MANUAL LABOURS, The Peltz Room, Birkbeck, London (8-12 April, 2013)
This was the first public Manual Labours’ event. We used the Peltz Gallery at Birkbeck as our office, staffroom, canteen, library, film-screening space and meeting place for one week.
We developed a film archive including works by: Moira Zoitl’s ‘Exchange Square’ (2007); Can Altay’s ‘We’re Papermen, He said’ (2003) and Kennedy Browne’s ‘How Capital Moves’ (2010).
We hosted a public screening of Pilvi Takala’s The Trainee followed by a discussion with writer Marina Vishmidt and a ‘reclaim the lunch hour’ event with lunch and screening of ‘Sweet Sugar Rage,’ (1985) by the Sistren Theatre Collective and Jesse Jones’ ‘The Struggle Against Ourselves,’ (2012).
Each day we focused on one worker stereotype, discussed a reading, watched a film and interviewed a co-worker about their physical relationship to work.
MONDAY 8 APRIL: ST. MONDAY The office was closed as Jenny and Sophie worshiped St Monday by having a lazy day.

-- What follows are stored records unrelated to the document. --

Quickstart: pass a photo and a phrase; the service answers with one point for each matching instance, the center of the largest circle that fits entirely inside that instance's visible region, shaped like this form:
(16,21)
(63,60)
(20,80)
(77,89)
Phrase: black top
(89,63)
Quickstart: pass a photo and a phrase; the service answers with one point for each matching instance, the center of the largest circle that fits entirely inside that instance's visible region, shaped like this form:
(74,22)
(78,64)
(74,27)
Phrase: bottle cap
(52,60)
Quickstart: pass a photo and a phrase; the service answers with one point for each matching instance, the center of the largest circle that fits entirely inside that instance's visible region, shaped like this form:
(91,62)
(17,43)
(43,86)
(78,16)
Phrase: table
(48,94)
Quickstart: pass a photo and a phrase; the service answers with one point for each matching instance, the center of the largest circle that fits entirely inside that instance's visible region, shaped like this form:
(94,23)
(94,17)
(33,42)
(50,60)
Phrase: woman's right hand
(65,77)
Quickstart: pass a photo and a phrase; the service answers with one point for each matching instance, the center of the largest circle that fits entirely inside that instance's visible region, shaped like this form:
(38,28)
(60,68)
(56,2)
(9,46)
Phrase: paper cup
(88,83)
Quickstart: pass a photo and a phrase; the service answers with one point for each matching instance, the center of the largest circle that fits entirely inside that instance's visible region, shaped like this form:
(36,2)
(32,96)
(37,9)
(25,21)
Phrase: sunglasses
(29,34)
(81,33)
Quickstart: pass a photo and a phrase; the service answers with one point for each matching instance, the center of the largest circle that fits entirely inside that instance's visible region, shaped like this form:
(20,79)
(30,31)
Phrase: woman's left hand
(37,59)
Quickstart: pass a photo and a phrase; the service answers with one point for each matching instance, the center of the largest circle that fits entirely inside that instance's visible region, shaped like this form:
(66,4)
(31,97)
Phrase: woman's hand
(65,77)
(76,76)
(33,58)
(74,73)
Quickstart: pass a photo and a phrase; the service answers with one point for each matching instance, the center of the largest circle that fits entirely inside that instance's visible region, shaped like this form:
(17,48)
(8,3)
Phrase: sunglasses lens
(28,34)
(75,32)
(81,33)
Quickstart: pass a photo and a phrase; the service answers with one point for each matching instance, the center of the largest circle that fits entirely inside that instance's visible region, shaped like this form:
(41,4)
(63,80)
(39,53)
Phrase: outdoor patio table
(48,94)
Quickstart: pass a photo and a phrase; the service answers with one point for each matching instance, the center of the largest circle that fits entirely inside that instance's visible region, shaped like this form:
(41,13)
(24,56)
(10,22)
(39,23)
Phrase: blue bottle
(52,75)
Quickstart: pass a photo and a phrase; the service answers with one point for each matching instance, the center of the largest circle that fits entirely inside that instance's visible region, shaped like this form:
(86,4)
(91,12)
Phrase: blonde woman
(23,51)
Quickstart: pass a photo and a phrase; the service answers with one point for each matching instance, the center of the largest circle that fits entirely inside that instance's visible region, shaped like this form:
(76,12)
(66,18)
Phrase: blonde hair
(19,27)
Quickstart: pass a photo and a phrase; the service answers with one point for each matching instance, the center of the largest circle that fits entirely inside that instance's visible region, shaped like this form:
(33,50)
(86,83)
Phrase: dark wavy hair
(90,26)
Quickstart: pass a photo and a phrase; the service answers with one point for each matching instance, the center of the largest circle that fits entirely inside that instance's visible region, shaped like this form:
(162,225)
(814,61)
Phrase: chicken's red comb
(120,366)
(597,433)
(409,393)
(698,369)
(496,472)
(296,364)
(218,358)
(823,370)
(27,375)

TUESDAY 9 APRIL: THE MANAGER Tuesday started with a slow commute to work as Jenny and Sophie trekked across marshes and motorways to reach the office. They document their walk, the physical and emotional affects and analysed whether the walk was worth it.
WEDNESDAY 10 APRIL : THE TRAINEE Reading: The Great Caliban: The struggle against the rebel body by Sylvia Federici (2004) and Pilvi Takala The Trainee – Screening and Discussion with Marina Vishmidt at Birkbeck Cinema, 43 Gordon Square, London, WC1H 0PD
Marina Vishmidt presented a paper on Pilvi Takala’s performance and film The Trainee (2008) drawing on her research into how art models anomalous labour conditions in the period of financialised capitalism. She explored how strategies such as performativity, intimacy and refusal traverse contemporary forms of labour and art. The competitive ideology of abstract value standardises the conditions for both, getting them to mingle and blur in a kind of abstract activity typical of financial commodities.
Marina Vishmidt is a London-based writer who deals mainly with art, value and the politics of work and abstraction. A former Research Fellow at the Jan van Eyck Academie, she has an MA in Modern European Philosophy and is currently doing a PhD at Queen Mary, University of London on speculation as a mode of production in art and capital.
Pilvi Takala’s The Trainee was produced in a collaboration with Deloitte and Kiasma Museum of Contemporary Art, and involved the artist working for a month as trainee “Johanna Takala” in the marketing department of Deloitte. Takala studied at the Academy of Fine Arts, Helsinki and was resident at the Rijksakademie, Amsterdam.http://www.pilvitakala.com
THURSDAY 11 APRIL: THE OUTSOURCED We invited co-workers for after work drinks to discuss why/how work seeps into our social lives and vice versa.
FRIDAY 12 APRIL: THE ADMINISTRATOR During the final day we invited our co-workers to a Public Lunch Hour (1-2pm) in Peltz Gallery where we ate together and discussed the week’s research – culminating with a discussion around ideas of ‘physical intellect’ and the different ways we can map and question our physical relationships to work and a screening of Sweet Sugar Rage by the Sistren Theatre Collective (1985).